Ana lleva un vestido rojo que resalta y apenas cubre sus redondeadas y femeninas formas. Su piel canela brilla aún más en la claridad del día, cuando el sol pega directo en sus bien hormadas piernas. Recién se inicia la tarde y, al igual que en los últimos meses, Ana ya empezó a trabajar. Al menos lo intenta.
A su vistoso atuendo se sumó un accesorio que usa por protección. Ella lleva puesto un tapabocas que la mayoría del tiempo está por debajo de la mandíbula, en el cuello. Ella necesita mostrar su rostro. En su trabajo todo entra por la vista.

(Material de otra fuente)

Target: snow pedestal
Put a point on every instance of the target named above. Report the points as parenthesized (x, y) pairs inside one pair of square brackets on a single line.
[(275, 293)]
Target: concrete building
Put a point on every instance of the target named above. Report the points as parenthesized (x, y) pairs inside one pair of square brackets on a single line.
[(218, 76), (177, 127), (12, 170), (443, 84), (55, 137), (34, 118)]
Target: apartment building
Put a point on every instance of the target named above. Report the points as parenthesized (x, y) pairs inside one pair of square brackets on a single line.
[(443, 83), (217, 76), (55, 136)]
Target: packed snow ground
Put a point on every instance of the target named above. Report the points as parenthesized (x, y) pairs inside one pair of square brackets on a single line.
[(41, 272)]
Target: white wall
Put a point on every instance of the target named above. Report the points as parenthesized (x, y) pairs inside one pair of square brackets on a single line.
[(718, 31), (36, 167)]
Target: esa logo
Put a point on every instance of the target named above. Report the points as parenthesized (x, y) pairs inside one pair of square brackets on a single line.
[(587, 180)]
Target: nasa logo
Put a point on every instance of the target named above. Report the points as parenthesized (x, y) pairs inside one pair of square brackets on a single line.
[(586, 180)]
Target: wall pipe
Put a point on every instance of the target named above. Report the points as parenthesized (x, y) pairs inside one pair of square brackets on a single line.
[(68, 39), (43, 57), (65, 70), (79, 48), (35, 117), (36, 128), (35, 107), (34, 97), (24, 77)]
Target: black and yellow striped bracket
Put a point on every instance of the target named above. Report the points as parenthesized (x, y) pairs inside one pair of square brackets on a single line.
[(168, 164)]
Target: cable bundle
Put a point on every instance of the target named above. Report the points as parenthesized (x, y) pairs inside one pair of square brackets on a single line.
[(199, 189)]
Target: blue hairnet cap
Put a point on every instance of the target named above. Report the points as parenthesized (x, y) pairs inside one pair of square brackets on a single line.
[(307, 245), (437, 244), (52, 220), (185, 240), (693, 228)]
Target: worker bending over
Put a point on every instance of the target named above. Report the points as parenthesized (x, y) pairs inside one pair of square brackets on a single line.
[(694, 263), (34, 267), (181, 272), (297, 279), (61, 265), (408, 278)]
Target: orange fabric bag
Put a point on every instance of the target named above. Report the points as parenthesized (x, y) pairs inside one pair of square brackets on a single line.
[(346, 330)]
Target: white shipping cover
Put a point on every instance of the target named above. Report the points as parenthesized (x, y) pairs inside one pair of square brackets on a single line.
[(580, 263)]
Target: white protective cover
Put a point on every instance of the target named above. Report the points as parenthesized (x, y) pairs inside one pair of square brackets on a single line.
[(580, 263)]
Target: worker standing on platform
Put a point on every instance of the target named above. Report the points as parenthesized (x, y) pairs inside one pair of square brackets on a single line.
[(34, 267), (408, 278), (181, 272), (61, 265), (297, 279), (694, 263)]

Arranca la tarde del 29 de julio y Ana está en una esquina, cerca de un parque de San José centro, a la que llega a trabajar. Difícilmente se acercan clientes a esta hora, pero no hay que dejar de luchar: los últimos meses han sido malos, quizá por temor al contagio, por la economía contraída o por las restricciones vehiculares, la clientela mermó abruptamente.
El coronavirus está en Costa Rica y el trabajo sexual, al igual que muchos otros, se ha visto afectado. En el caso de Ana, reinventarse como muchos dicen que hay que hacer, después de trabajar 38 años en esto, no es sencillo.
Esta mujer, de 50 años, necesita sobrevivir. Tiene miedo, pero no puede permitirse también tener hambre.
Ana no es su nombre real. Ella pide proteger su identidad, de hecho decide hablar luego de entrar en confianza, es cautelosa porque se ha llevado muchos golpes. Permanece atenta y mira por todos sus costados. La Fuerza Pública constantemente se acerca a su esquina y le pide a ella y a otras de sus compañeras que esperan en grupo, que se muevan. No se sabe si por el coronavirus, o porque su presencia, a plena luz del día, incomoda.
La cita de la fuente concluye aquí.